I cried today. A man that had to clean up best he could, with clean clothes on, was standing near my bank. I went in and withdrew $20 and saw him. His sign said Wife, kid. Lost job, need money, no bum. I pulled up to him and made eye contact (which everyone knows is the go ahead to approach me) I gave him $10 I don't have to give, isn't that always the case, and he said his name was Steve. He had a pink piece of paper in his hand and said I received an eviction notice and I have until Tuesday to come up with the money. You can see the notice if you want. Apparently, he wanted to make me feel better about giving my money away. His eyes were just so hopeful, clear, and humble. I, of course, told him there was no need for me to read the paper and I wished him the best of luck. As he turned away, I rolled up my window. Not to distance myself from him, but so that no one would hear my sobbing.
Due to depression and lack of motivation I lost my 2 jobs in the last 2 months. I'm hanging by an invisible thread that is constantly bombarded by family obligations, lack of money, constant creditor calls, failure to assimilate to a cookie cutter life, and my dwindling sense of self. It really hit home that in one second, I could be in his place and I don't know how to prevent it.

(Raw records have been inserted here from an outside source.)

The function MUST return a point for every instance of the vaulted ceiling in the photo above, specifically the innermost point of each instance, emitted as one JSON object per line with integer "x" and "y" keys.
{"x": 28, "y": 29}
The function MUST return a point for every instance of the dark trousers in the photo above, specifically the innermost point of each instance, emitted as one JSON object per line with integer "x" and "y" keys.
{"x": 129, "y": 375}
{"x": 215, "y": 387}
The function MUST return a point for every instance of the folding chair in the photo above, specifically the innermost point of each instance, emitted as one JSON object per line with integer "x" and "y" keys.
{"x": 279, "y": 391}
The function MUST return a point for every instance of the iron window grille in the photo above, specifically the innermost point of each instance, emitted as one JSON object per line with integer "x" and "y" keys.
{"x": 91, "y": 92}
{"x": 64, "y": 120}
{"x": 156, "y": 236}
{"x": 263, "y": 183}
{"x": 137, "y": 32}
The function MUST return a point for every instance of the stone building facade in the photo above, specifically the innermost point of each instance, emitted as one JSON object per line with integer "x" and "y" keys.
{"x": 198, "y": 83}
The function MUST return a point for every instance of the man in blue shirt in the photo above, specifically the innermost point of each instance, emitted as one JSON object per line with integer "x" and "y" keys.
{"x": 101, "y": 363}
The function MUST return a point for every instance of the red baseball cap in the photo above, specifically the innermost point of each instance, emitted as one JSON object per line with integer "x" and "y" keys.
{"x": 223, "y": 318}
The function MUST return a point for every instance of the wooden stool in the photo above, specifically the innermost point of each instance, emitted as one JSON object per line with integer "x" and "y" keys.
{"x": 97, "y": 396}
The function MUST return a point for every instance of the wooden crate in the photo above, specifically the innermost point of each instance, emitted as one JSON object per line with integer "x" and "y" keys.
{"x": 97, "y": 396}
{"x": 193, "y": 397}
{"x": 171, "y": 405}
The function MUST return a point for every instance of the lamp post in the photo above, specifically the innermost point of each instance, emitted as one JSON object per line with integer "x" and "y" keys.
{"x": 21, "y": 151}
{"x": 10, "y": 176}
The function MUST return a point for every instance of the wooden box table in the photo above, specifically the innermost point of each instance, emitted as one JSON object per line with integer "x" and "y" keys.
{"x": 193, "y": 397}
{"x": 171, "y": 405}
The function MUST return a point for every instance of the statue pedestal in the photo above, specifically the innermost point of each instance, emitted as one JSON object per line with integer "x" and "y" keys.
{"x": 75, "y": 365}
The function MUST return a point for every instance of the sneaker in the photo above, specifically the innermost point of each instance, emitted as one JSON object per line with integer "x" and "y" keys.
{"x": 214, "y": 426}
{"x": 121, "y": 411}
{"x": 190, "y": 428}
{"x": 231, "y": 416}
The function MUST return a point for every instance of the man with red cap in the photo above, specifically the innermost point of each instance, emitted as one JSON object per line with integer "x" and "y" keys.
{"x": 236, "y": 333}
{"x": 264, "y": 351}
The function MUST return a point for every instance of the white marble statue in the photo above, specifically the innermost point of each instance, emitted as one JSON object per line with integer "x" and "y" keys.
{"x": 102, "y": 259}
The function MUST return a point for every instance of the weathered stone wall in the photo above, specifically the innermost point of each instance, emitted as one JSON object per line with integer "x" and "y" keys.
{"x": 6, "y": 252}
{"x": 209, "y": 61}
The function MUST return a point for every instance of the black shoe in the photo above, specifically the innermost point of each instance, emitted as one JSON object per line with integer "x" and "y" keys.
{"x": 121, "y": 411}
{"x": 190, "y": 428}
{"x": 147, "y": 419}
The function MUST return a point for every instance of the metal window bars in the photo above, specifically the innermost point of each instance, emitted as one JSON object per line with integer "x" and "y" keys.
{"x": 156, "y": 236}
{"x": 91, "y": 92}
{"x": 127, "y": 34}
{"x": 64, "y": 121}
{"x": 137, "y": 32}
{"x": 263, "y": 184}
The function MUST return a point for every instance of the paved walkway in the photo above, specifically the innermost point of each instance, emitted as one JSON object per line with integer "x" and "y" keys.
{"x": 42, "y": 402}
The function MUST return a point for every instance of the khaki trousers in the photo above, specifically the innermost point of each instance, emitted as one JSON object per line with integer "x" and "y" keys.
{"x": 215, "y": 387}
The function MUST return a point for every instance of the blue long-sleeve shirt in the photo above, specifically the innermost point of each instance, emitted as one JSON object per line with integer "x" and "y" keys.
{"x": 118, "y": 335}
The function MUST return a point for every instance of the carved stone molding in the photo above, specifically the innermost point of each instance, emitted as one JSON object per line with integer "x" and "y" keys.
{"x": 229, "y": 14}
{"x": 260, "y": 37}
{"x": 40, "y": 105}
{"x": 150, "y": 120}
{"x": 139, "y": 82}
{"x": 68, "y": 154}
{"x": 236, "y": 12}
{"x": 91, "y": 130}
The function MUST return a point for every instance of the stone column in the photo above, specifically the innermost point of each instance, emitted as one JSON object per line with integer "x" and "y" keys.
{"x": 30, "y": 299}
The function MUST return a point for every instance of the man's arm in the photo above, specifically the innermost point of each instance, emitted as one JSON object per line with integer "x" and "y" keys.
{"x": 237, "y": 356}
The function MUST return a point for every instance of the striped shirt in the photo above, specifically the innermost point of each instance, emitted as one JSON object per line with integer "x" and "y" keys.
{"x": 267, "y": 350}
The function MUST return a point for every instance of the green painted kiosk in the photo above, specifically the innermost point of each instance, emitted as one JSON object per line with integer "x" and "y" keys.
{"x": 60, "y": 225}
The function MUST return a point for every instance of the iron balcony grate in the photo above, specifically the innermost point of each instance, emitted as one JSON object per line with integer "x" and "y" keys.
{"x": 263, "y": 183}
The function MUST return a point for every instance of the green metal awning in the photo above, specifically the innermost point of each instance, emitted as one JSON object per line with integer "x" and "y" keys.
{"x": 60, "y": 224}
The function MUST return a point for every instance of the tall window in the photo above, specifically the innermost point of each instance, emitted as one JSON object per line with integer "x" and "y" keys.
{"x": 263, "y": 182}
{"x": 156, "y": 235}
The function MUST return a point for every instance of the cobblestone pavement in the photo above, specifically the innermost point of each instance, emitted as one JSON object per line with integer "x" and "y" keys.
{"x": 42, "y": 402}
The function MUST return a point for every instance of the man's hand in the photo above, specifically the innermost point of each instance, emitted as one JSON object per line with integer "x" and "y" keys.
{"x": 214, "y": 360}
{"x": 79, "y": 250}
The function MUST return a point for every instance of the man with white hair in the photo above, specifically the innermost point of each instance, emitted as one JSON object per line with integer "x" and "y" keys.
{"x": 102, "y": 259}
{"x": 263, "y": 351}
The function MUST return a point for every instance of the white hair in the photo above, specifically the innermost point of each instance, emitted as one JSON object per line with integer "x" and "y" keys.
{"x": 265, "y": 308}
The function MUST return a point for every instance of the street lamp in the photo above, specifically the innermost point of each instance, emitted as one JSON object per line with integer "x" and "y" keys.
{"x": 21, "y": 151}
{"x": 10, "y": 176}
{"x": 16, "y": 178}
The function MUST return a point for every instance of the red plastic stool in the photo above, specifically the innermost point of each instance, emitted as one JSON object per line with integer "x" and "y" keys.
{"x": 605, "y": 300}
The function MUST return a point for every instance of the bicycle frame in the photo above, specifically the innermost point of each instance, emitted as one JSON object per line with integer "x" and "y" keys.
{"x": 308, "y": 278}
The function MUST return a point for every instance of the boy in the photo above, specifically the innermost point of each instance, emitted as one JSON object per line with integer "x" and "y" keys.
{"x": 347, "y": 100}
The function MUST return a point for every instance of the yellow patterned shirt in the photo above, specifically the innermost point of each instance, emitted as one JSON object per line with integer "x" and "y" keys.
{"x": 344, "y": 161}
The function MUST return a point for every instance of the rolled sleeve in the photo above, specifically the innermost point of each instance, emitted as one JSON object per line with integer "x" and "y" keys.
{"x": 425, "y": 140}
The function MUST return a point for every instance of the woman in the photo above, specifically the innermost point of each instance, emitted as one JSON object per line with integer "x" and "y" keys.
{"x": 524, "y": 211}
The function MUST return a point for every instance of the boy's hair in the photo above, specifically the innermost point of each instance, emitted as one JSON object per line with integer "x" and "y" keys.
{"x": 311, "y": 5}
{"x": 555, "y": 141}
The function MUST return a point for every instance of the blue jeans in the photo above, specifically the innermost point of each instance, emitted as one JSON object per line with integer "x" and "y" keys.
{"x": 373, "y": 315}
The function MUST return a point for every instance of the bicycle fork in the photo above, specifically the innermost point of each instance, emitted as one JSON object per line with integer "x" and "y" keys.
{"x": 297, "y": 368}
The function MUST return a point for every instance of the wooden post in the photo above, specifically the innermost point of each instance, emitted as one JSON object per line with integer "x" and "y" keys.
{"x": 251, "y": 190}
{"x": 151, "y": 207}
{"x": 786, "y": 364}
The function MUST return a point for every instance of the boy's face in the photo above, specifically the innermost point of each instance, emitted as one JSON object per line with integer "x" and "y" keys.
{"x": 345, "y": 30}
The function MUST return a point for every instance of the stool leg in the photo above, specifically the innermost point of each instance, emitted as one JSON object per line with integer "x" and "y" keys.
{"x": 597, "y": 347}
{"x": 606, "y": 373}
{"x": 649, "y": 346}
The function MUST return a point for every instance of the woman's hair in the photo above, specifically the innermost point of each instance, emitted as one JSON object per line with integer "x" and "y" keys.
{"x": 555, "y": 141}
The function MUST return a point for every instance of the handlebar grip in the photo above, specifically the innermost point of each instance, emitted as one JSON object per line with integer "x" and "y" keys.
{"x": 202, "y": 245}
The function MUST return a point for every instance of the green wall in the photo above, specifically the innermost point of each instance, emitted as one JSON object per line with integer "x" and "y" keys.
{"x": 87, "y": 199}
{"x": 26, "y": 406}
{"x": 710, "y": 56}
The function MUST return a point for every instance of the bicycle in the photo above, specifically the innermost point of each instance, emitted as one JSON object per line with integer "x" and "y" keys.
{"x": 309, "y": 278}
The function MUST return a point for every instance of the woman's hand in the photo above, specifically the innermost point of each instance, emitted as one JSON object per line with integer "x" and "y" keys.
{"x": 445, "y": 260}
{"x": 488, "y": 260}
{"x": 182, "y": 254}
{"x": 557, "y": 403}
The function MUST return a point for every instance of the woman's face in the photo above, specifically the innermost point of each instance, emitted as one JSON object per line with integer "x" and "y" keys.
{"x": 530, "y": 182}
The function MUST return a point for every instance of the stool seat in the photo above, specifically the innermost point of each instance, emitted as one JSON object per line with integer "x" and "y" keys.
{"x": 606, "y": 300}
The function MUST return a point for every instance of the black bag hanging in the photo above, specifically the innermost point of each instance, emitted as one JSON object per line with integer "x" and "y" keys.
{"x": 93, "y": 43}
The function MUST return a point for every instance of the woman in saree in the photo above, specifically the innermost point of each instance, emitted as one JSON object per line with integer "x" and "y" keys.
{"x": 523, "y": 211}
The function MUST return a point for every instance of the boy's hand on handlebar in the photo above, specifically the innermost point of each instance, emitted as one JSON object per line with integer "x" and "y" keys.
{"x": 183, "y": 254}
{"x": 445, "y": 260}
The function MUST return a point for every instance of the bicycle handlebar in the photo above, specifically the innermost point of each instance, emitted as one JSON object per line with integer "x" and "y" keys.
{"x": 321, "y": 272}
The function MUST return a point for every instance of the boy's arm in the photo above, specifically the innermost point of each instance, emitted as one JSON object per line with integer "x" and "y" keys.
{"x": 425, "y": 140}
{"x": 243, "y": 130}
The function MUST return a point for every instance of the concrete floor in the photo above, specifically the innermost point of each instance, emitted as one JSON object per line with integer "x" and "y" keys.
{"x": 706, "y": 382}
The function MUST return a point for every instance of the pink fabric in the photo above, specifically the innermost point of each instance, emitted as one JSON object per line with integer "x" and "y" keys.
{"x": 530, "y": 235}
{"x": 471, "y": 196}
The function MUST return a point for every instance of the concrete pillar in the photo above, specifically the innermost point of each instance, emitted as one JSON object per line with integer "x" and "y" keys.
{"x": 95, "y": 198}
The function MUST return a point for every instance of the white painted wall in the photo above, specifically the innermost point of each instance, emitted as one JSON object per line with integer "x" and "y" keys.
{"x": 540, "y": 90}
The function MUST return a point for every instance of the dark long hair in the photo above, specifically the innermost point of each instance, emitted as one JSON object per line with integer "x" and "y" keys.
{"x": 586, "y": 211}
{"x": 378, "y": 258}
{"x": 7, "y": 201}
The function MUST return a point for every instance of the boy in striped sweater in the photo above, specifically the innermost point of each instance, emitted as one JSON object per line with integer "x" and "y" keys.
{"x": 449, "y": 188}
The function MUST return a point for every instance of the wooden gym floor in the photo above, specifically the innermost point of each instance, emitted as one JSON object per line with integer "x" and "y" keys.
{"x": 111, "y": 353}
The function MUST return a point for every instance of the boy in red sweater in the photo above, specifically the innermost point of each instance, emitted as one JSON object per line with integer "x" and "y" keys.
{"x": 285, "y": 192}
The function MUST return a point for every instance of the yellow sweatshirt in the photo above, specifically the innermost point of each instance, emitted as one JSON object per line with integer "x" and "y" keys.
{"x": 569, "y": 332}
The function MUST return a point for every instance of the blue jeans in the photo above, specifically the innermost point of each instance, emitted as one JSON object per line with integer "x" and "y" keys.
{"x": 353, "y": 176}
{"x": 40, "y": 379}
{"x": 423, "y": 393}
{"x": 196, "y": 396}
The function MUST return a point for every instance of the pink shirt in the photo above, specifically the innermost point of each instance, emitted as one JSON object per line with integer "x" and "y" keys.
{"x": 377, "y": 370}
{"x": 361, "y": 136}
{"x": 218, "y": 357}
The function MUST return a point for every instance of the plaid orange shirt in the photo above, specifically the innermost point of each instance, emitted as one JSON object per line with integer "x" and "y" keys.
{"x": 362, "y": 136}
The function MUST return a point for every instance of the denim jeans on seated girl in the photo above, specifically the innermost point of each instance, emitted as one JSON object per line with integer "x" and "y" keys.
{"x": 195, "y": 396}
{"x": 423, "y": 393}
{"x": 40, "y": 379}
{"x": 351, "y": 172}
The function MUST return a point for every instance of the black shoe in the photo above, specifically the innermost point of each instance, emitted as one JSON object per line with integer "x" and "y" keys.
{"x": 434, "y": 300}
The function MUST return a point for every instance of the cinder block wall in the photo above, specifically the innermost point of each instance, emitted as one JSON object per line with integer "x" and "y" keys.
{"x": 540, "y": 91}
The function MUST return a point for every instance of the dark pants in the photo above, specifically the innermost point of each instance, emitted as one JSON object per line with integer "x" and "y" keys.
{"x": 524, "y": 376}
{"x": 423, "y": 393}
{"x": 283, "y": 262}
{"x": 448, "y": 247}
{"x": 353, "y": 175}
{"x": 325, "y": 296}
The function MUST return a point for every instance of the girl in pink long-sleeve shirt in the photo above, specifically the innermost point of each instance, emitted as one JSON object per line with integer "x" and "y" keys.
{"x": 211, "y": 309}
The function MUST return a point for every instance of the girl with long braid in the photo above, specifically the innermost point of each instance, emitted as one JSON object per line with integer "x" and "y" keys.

I am physically able to go get another job, but due to circumstances that I am not sure I want to divulge on the world wide web, I am legally not able to. My husband's last day in the military is July 31st due to budget cut backs. We have no idea what will become of us after that date. No guarnteed paycheck, no benefits, and a precious 6 year old to keep safe and healthy.
I can't help but wonder if I'm just fooling myself into thinking everything will be okay.